The Leica Partnership: More Than a Logo
Leica's involvement here goes beyond branding. The Luna Ultra uses Leica Summicron lenses on both cameras — the same optical designation Leica applies to its own premium rangefinder glass. Three Leica color profiles ship in the camera: Natural, Vivid, and Chrome. These aren't Instagram filters. They're calibrated looks built from Leica's film and digital color science, the same profiles available on Leica's own Q-series cameras. Whether that heritage translates into measurably better footage than a competing pocket camera is something reviewers will test in coming weeks. The spec sheet at least gives it a credible foundation.

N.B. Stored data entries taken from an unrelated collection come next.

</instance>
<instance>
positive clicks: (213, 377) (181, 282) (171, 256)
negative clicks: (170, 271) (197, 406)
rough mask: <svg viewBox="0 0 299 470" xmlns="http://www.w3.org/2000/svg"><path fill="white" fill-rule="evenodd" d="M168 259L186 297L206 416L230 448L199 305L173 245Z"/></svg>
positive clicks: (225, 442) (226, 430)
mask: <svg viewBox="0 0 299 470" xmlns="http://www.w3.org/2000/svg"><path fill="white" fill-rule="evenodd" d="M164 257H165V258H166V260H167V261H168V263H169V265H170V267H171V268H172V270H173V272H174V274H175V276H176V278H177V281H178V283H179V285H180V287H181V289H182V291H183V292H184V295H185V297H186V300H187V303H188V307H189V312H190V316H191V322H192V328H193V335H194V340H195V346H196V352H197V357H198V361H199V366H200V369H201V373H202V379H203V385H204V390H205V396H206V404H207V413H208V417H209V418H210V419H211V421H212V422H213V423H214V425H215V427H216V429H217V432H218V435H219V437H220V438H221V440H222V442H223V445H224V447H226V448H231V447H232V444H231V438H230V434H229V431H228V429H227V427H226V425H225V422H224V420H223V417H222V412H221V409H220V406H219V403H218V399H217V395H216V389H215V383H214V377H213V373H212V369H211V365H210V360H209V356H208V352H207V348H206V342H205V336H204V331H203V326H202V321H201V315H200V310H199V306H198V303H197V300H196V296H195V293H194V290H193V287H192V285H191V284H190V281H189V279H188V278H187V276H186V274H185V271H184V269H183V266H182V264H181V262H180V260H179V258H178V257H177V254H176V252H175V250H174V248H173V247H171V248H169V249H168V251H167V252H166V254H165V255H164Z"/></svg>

The Detachable Screen Is the Real Innovation
DJI's
Osmo Pocket 4 has a fixed screen. The Luna Ultra's 2-inch OLED detaches and functions as a wireless remote monitor up to 20 meters away at HD resolution — meaning a solo creator can mount the camera on a tripod or low angle and frame shots from across a room. That's a workflow advantage no other pocket gimbal currently offers. The screen switches between portrait and landscape orientations and doubles as the main control interface when attached.
The Numbers
At 235g in Stellar White, it's heavier than the Osmo Pocket 4. The 1,550mAh battery claims four hours of use. Built-in storage is 47GB with microSD support up to 1TB. The four-microphone array handles audio, with a built-in wind guard for outdoor recording. Magnetic filter and lens mounts support accessories including a wide-angle lens expanding the field of view to 108 degrees. Wi-Fi 6 handles connectivity on the main unit.
I suppose the honest comparison is this: the
DJI Osmo Pocket 4 tops out at 4K and costs around $540. The Luna Ultra shoots 8K, adds a second Leica lens, and ships with a detachable OLED remote for $230 more. Whether that gap is worth it depends entirely on your use case.